Oh, happy birthday to Ben! I hope one day he realises how much his own special wisdom and kindess have meant to so many people who will never even meet him. And the birthday presents of years gone past...ha ha it made me laugh all over again remembering them! As the mother of a son who chose pink sheets for his bed, and a baby boy who wears a lot of his sister's old PINK clothes...eh. And I loved the tantrum story, which I'd not read before. Reminded me of my own little girl throwing a fit because she was unable to make her Winnie the Pooh hat be simultaneously ON her head keeping her warm, and OFF her head so she could look at it....ah, the memories!Thanks again for sharing so honestly, and giving me reasons to smile and laugh today!

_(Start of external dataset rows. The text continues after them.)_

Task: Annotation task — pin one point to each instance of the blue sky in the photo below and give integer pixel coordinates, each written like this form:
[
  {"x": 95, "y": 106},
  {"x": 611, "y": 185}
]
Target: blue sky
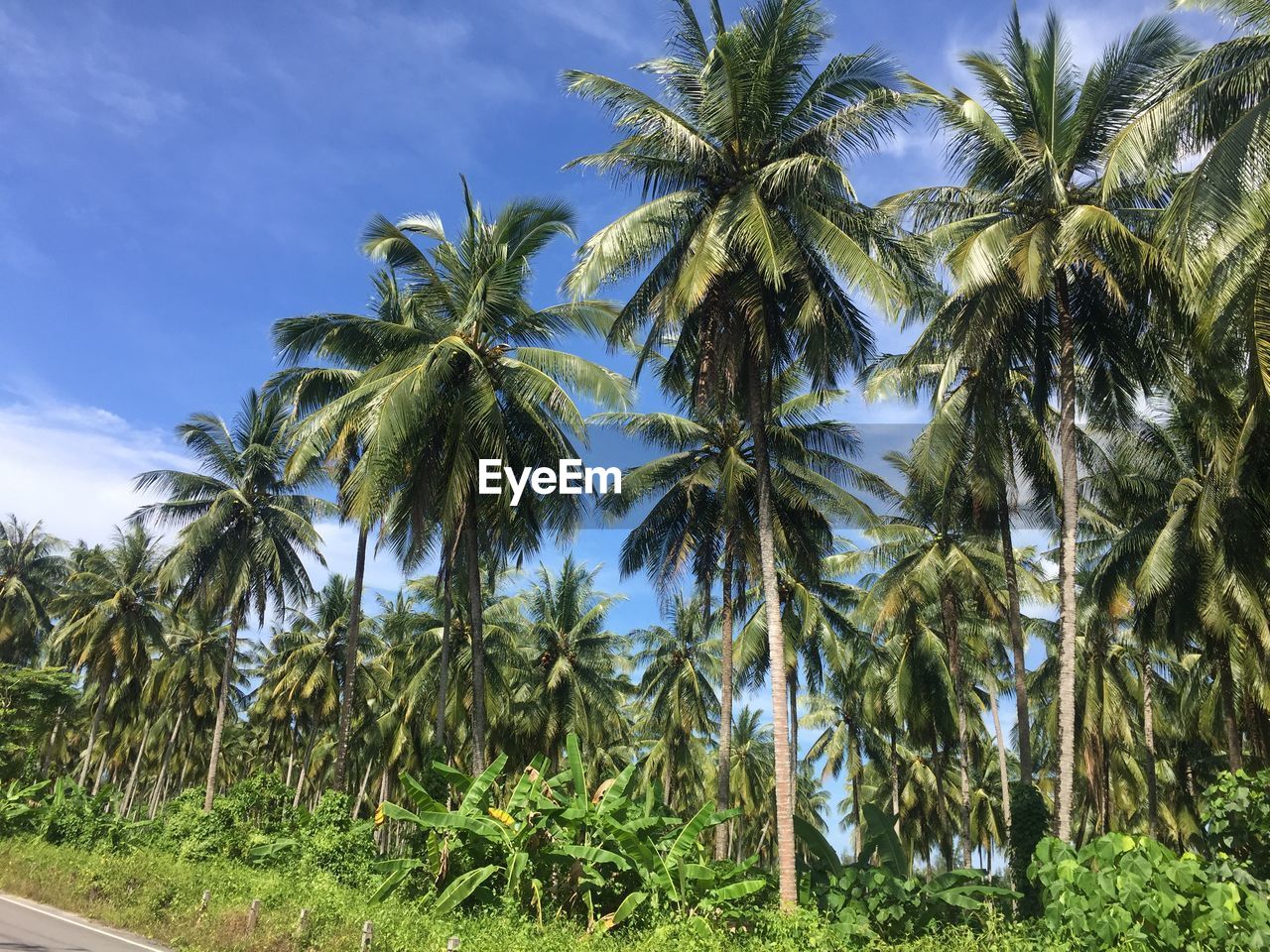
[{"x": 176, "y": 177}]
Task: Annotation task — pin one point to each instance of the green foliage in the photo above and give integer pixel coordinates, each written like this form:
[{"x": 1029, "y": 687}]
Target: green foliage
[
  {"x": 73, "y": 817},
  {"x": 18, "y": 806},
  {"x": 149, "y": 892},
  {"x": 31, "y": 699},
  {"x": 1134, "y": 892},
  {"x": 534, "y": 841},
  {"x": 1029, "y": 825},
  {"x": 1237, "y": 823},
  {"x": 883, "y": 900}
]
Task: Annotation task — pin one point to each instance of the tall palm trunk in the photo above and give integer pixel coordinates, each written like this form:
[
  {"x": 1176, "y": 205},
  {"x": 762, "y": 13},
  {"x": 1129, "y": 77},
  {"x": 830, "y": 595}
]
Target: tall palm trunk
[
  {"x": 953, "y": 643},
  {"x": 1067, "y": 558},
  {"x": 163, "y": 767},
  {"x": 1233, "y": 742},
  {"x": 222, "y": 703},
  {"x": 353, "y": 636},
  {"x": 785, "y": 844},
  {"x": 793, "y": 683},
  {"x": 1002, "y": 766},
  {"x": 477, "y": 627},
  {"x": 856, "y": 766},
  {"x": 722, "y": 793},
  {"x": 103, "y": 688},
  {"x": 126, "y": 803},
  {"x": 894, "y": 782},
  {"x": 444, "y": 676},
  {"x": 1016, "y": 627},
  {"x": 304, "y": 767}
]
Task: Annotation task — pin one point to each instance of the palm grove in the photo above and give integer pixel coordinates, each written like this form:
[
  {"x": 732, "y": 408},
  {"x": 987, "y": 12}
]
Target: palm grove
[{"x": 1092, "y": 293}]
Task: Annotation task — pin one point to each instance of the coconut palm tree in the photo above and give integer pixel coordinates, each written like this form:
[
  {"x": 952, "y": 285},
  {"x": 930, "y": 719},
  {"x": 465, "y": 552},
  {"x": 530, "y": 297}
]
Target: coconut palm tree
[
  {"x": 747, "y": 222},
  {"x": 681, "y": 664},
  {"x": 244, "y": 530},
  {"x": 466, "y": 377},
  {"x": 32, "y": 569},
  {"x": 1034, "y": 213},
  {"x": 578, "y": 665},
  {"x": 112, "y": 620}
]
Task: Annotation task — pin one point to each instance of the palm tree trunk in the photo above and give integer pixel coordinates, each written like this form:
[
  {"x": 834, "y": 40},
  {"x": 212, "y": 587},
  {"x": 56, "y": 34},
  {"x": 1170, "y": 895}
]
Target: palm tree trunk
[
  {"x": 1148, "y": 733},
  {"x": 126, "y": 803},
  {"x": 304, "y": 767},
  {"x": 1067, "y": 558},
  {"x": 353, "y": 638},
  {"x": 444, "y": 675},
  {"x": 793, "y": 684},
  {"x": 722, "y": 792},
  {"x": 222, "y": 703},
  {"x": 91, "y": 733},
  {"x": 163, "y": 767},
  {"x": 1233, "y": 742},
  {"x": 1016, "y": 627},
  {"x": 856, "y": 766},
  {"x": 785, "y": 844},
  {"x": 361, "y": 791},
  {"x": 477, "y": 626},
  {"x": 894, "y": 782},
  {"x": 1002, "y": 767},
  {"x": 953, "y": 643}
]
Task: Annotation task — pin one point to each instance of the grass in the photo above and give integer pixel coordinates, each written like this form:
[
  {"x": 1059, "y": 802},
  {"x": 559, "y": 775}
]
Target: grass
[{"x": 149, "y": 892}]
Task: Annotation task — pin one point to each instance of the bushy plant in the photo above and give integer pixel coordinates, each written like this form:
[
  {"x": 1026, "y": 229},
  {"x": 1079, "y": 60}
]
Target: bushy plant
[
  {"x": 1134, "y": 892},
  {"x": 1029, "y": 824},
  {"x": 1237, "y": 824}
]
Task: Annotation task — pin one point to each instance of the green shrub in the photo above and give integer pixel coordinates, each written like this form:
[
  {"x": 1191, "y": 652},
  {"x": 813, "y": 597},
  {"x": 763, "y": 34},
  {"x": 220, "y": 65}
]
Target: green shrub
[
  {"x": 1029, "y": 824},
  {"x": 1237, "y": 824},
  {"x": 1134, "y": 892}
]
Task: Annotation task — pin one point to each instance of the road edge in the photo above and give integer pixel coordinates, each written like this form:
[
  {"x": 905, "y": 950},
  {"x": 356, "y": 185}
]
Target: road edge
[{"x": 84, "y": 923}]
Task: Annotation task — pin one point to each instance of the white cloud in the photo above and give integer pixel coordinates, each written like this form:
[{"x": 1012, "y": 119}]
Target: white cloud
[{"x": 72, "y": 466}]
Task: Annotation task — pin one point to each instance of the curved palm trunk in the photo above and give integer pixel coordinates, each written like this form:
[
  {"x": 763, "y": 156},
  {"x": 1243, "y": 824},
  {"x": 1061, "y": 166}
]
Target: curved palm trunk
[
  {"x": 222, "y": 703},
  {"x": 1148, "y": 735},
  {"x": 1002, "y": 767},
  {"x": 477, "y": 626},
  {"x": 953, "y": 642},
  {"x": 126, "y": 803},
  {"x": 163, "y": 767},
  {"x": 722, "y": 793},
  {"x": 1067, "y": 560},
  {"x": 856, "y": 767},
  {"x": 1016, "y": 627},
  {"x": 785, "y": 846},
  {"x": 304, "y": 767},
  {"x": 353, "y": 638},
  {"x": 444, "y": 676},
  {"x": 91, "y": 733},
  {"x": 1233, "y": 742}
]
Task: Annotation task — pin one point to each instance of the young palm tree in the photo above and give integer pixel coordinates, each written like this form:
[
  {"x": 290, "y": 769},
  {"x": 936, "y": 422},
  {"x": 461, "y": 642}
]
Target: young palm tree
[
  {"x": 578, "y": 664},
  {"x": 312, "y": 388},
  {"x": 112, "y": 620},
  {"x": 243, "y": 530},
  {"x": 748, "y": 221},
  {"x": 677, "y": 690},
  {"x": 1034, "y": 213},
  {"x": 31, "y": 571},
  {"x": 466, "y": 377}
]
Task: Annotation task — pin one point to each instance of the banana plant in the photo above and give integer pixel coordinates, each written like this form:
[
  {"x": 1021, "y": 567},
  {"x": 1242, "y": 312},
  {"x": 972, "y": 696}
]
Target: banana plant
[{"x": 594, "y": 849}]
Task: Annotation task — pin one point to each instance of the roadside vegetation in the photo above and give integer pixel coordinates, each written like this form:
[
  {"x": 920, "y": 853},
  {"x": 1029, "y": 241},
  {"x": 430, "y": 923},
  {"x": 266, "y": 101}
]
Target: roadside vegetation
[{"x": 1089, "y": 287}]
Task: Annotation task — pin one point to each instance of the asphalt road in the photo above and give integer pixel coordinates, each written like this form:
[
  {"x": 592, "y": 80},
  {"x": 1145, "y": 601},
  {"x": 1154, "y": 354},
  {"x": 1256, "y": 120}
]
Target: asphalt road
[{"x": 30, "y": 927}]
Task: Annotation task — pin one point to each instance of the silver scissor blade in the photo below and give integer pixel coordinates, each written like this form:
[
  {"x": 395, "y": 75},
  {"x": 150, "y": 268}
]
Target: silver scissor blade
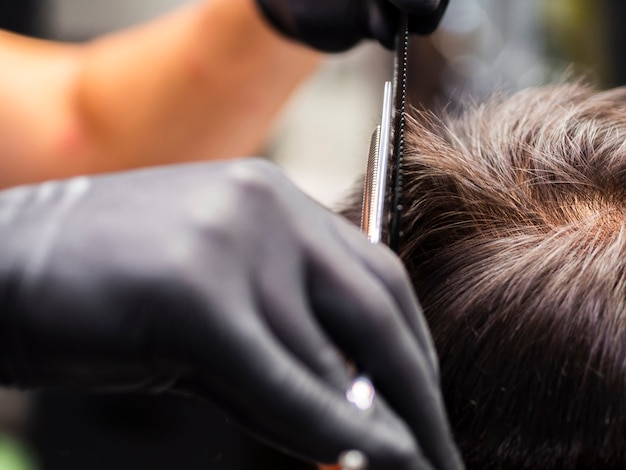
[{"x": 374, "y": 192}]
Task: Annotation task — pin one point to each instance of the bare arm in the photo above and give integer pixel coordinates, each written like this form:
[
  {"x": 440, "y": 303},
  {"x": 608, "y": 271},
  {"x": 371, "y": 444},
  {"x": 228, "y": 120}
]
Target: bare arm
[{"x": 201, "y": 83}]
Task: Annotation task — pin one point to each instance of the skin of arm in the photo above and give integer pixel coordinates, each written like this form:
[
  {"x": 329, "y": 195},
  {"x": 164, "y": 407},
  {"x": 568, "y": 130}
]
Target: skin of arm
[{"x": 201, "y": 83}]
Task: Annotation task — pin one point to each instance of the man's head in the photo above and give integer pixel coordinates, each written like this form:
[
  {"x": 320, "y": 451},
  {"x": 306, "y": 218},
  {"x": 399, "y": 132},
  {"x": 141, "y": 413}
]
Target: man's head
[{"x": 515, "y": 238}]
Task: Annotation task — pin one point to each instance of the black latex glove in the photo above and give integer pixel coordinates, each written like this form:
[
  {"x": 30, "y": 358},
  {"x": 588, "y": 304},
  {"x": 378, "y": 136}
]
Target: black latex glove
[
  {"x": 227, "y": 282},
  {"x": 336, "y": 25}
]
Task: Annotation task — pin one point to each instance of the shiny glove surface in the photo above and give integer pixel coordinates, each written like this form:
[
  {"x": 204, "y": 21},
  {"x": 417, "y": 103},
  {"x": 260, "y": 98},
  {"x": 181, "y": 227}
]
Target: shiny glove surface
[
  {"x": 336, "y": 25},
  {"x": 226, "y": 282}
]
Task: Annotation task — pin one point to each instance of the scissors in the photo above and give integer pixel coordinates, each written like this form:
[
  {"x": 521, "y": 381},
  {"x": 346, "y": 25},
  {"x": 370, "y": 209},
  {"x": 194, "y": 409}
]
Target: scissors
[{"x": 382, "y": 207}]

You should have put the popcorn popper in there too, to really confuse people!!
Oh Catherine,I just read your post about people hurting Ben's feelings. Oh how I cried. I knowwwww the ache, the ache, when you teach these dear little people to be such perfect little angels. To consider others feelings, to carry their heart outside their little bodies and then someone, often one of their little friends comes and squashes it. Even just a little bit. And you think. Why didn't I just teach them to push and grab physically and meterphorically so they can survive in the world. But we know if we did it over we would do the same thing otherwise he wouldn't be your Ben or my little boy Beau. I wish you protection for your heart.
Catherine, I just caught up on the last 3 weeks of Wondertime columns...I so enjoyed your babycenter journal, it often brought me to tears- usually of laughter, and it made me feel sane. But Dalai Mama is just *beautiful*. It still has your humor and wit, but speaks to my soul in a way the old journal didn't. How great that you can get paid to create something that is ultimately a wonderful gift to your children and yourself. I envy the voice you have found to express these Mama insights. On the flip side (so you don't feel pressure to be perfect over here), I love knowing I can check here for your quick and dirty real life notes- sort of a backstage pass!